Oh well. What can she expect. Why come, anyway? Should have stayed at home. So he doesn’t want to sleep in the open, on the deck. Under the stars. All right. No stars, then.
He lies alone and the mosquitoes are waiting for his blood, upside-down on the white board ceiling.
No. Real. Real. Alone, he can keep it intact, exactly that: the stasis, the existence without time and without time there is no connection, the state in which he really need have, has no part, could have no part, there in the eyes of the lionesses. Between the beasts and the human load, the void. It is more desired and awful than could ever be conceived; he does not know whether he is sleeping, or dead.
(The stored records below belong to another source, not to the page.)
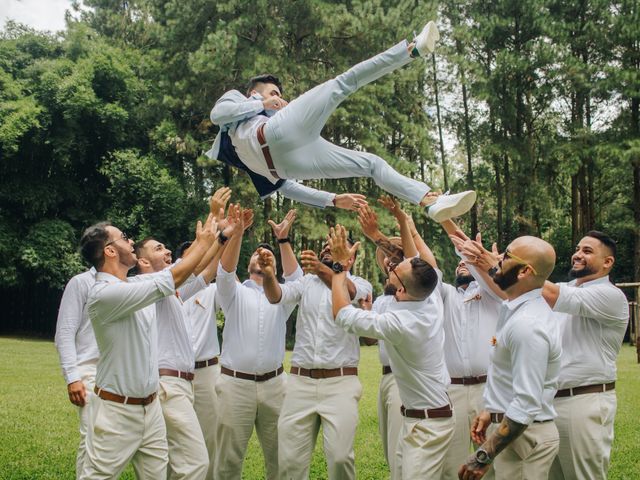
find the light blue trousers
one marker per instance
(298, 151)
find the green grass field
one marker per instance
(38, 425)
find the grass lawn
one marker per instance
(38, 425)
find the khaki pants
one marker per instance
(467, 404)
(206, 406)
(88, 377)
(243, 404)
(528, 457)
(389, 418)
(585, 424)
(422, 447)
(121, 433)
(188, 456)
(330, 402)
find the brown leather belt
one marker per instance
(113, 397)
(599, 388)
(498, 417)
(265, 151)
(469, 380)
(250, 376)
(324, 372)
(440, 412)
(167, 372)
(207, 363)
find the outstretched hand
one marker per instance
(340, 251)
(281, 230)
(350, 201)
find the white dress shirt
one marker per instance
(201, 315)
(241, 117)
(380, 305)
(523, 374)
(414, 341)
(74, 338)
(320, 343)
(470, 318)
(593, 319)
(253, 338)
(175, 350)
(123, 318)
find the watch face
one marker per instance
(337, 267)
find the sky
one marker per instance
(38, 14)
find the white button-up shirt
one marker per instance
(175, 350)
(127, 332)
(523, 374)
(74, 338)
(414, 340)
(470, 318)
(320, 343)
(380, 306)
(241, 117)
(593, 319)
(201, 315)
(253, 338)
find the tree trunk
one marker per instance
(442, 156)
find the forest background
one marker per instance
(535, 104)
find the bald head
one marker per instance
(538, 253)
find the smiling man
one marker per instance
(593, 316)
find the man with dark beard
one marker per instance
(323, 388)
(523, 373)
(592, 314)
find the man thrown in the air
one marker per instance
(274, 144)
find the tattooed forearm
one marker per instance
(507, 432)
(393, 252)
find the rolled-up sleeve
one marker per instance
(603, 303)
(117, 300)
(385, 326)
(69, 319)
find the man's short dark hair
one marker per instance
(422, 280)
(606, 240)
(138, 246)
(182, 248)
(264, 78)
(92, 243)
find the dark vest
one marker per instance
(229, 156)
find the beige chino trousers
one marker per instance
(309, 403)
(585, 424)
(188, 456)
(122, 433)
(243, 405)
(467, 404)
(528, 457)
(206, 406)
(389, 419)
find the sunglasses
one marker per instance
(520, 261)
(122, 237)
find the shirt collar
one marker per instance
(596, 281)
(525, 297)
(106, 277)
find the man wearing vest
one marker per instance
(275, 141)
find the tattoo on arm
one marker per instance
(507, 432)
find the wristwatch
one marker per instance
(482, 457)
(338, 267)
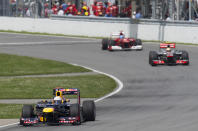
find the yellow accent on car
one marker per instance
(41, 119)
(48, 110)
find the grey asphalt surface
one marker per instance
(162, 98)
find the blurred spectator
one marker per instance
(60, 12)
(71, 9)
(138, 13)
(98, 9)
(85, 10)
(112, 11)
(64, 6)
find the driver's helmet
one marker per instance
(121, 36)
(57, 100)
(168, 49)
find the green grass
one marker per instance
(155, 41)
(39, 33)
(12, 65)
(91, 86)
(8, 111)
(80, 36)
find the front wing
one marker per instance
(114, 48)
(61, 120)
(178, 62)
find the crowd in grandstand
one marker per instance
(105, 9)
(99, 8)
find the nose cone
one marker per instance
(48, 110)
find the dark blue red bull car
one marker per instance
(168, 55)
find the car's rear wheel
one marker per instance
(152, 56)
(27, 111)
(74, 112)
(185, 56)
(89, 110)
(139, 43)
(105, 44)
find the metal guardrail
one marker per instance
(93, 19)
(124, 20)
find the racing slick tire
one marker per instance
(139, 42)
(185, 56)
(27, 111)
(89, 110)
(105, 44)
(74, 112)
(152, 56)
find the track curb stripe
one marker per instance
(118, 89)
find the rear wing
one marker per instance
(68, 91)
(167, 45)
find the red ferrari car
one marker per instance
(117, 41)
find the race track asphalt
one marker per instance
(162, 98)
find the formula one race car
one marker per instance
(117, 41)
(59, 110)
(168, 55)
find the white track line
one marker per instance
(118, 89)
(53, 35)
(46, 42)
(9, 125)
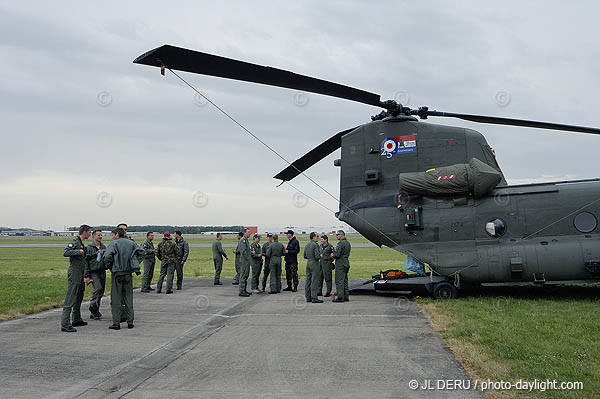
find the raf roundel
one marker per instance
(389, 145)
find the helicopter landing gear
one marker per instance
(444, 290)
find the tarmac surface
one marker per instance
(207, 342)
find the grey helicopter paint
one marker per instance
(488, 233)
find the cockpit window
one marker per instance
(495, 228)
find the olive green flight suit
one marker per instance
(218, 255)
(166, 252)
(326, 267)
(236, 279)
(75, 286)
(266, 268)
(312, 254)
(275, 251)
(342, 266)
(149, 263)
(122, 258)
(256, 254)
(245, 259)
(183, 251)
(95, 270)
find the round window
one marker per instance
(585, 222)
(495, 227)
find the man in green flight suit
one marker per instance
(312, 254)
(275, 251)
(256, 254)
(183, 249)
(326, 265)
(342, 265)
(96, 272)
(167, 254)
(245, 259)
(266, 268)
(76, 253)
(149, 262)
(122, 257)
(236, 251)
(218, 255)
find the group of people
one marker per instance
(320, 258)
(88, 265)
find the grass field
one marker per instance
(34, 279)
(498, 334)
(526, 333)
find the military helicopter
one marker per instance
(436, 192)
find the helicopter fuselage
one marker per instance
(514, 234)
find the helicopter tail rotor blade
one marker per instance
(181, 59)
(313, 156)
(508, 121)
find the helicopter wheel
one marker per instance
(444, 290)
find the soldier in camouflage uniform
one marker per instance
(183, 250)
(96, 272)
(342, 266)
(167, 254)
(275, 252)
(76, 253)
(326, 265)
(218, 254)
(236, 251)
(245, 260)
(266, 267)
(256, 254)
(149, 262)
(122, 257)
(312, 254)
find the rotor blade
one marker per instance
(515, 122)
(207, 64)
(312, 157)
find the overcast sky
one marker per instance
(90, 137)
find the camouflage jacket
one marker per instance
(167, 250)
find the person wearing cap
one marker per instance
(96, 272)
(236, 251)
(326, 265)
(167, 254)
(122, 258)
(245, 259)
(275, 252)
(342, 266)
(218, 254)
(183, 251)
(149, 262)
(76, 252)
(256, 253)
(312, 254)
(291, 262)
(267, 269)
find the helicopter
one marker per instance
(436, 192)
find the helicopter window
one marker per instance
(495, 228)
(585, 222)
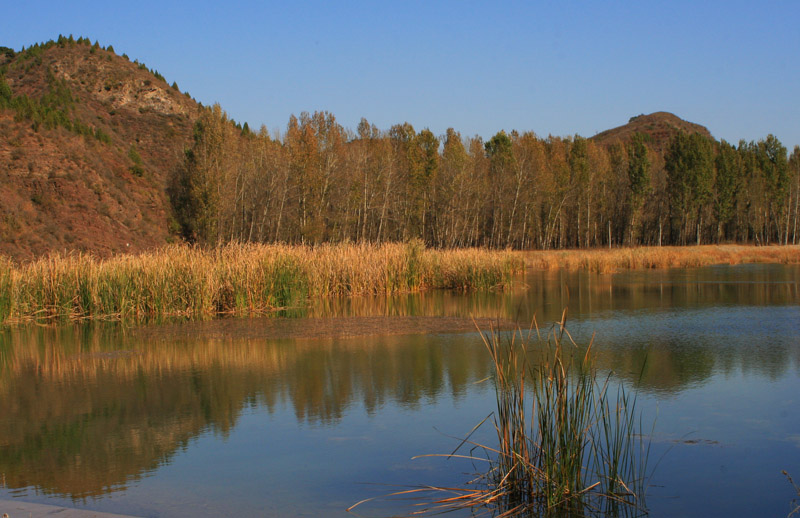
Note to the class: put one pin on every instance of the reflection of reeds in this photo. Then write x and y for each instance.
(579, 452)
(605, 261)
(240, 279)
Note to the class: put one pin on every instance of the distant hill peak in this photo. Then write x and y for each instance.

There is still Sunday. The entertainment is not over. Someone has heard lions round the lodge in the middle of the night. The scepticism with which this claim is greeted is quickly disproved when distinct pugs are found in the dust that surrounds the small swimming-pool which, like amniotic fluid, steeps the guests at their own body temperature. The host is not surprised; it has happened before: the lionesses must have come down to quench the thirst their feasting had given them. And the scent of humans, sleeping so near, up on the deck, the sweat of humans in the humid night, their sighs and sleep-noises? Their pleasure- and anxiety-emanating dreams?
‘As far as the lions are concerned, we didn’t exist.’ From the pretty girl, the remark is a half-question that trails off.
‘When your stomach is full you don’t smell blood.’
The ex-prisoner is perhaps extrapolating into the class war? — the wit puts in, and the ex-prisoner himself is the one who is most appreciatively amused.